PITTSBURGH — As a legal showdown with the commonwealth of Pennsylvania loomed, three river dredgers dropped their appeal of tough new permitting requirements on western Pennsylvania rivers.
That means Tri-State River Products Inc., Hanson Aggregates PMA Inc. and Glacial Sand & Gravel Co. have agreed to proceed with surveying for rare fish where they dredge the Allegheny and Ohio rivers.
The companies already are required by the U.S. Army Corps of Engineers — the federal permitting agency — to sample for mussels.
The discovery of rare mussels during dredging several years ago prompted the Pennsylvania Department of Environmental Protection (DEP) to make fish sampling a condition of state permits. Dredgers sued the DEP in response but backed down on the eve of their Sept. 8 appearance before the Pennsylvania Environmental Hearing Board.

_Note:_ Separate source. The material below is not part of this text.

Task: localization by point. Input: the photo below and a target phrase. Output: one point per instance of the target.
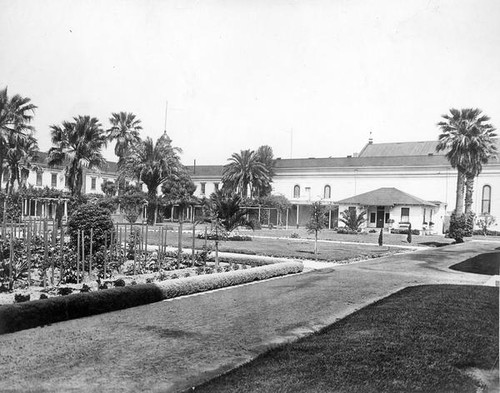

"It's a victory for the fish," said John Arway, environmental director of the Pennsylvania Fish and Boat Commission, which helped the DEP construct the dredging permit.
"Now we'll get the information we need to do a risk analysis for future permits."
The commission is conducting more extensive surveys of the rivers so it can compare the dredgers' findings with its own. Both the dredgers and the commission are using a state-of-the-art benthic trawl technique that enables surveyors to get into areas of the river previously unexplored.
"We found river darters on the Ohio and glass shrimp on the Monongahela using the benthic trawls," said Arway. "We are going to determine whether these species should be listed [as threatened or endangered]."
Arway expects more surprises.
"As we get more experienced with benthic trawling, we'll discover things we didn't think we'd discover," he said.
"The same thing happened with the mussels. When dredgers did [their original] surveys, they didn't find any. But when they started doing diving surveys, they found the rare northern riffle shell and club shell mussels. We expect the same thing will happen with fish."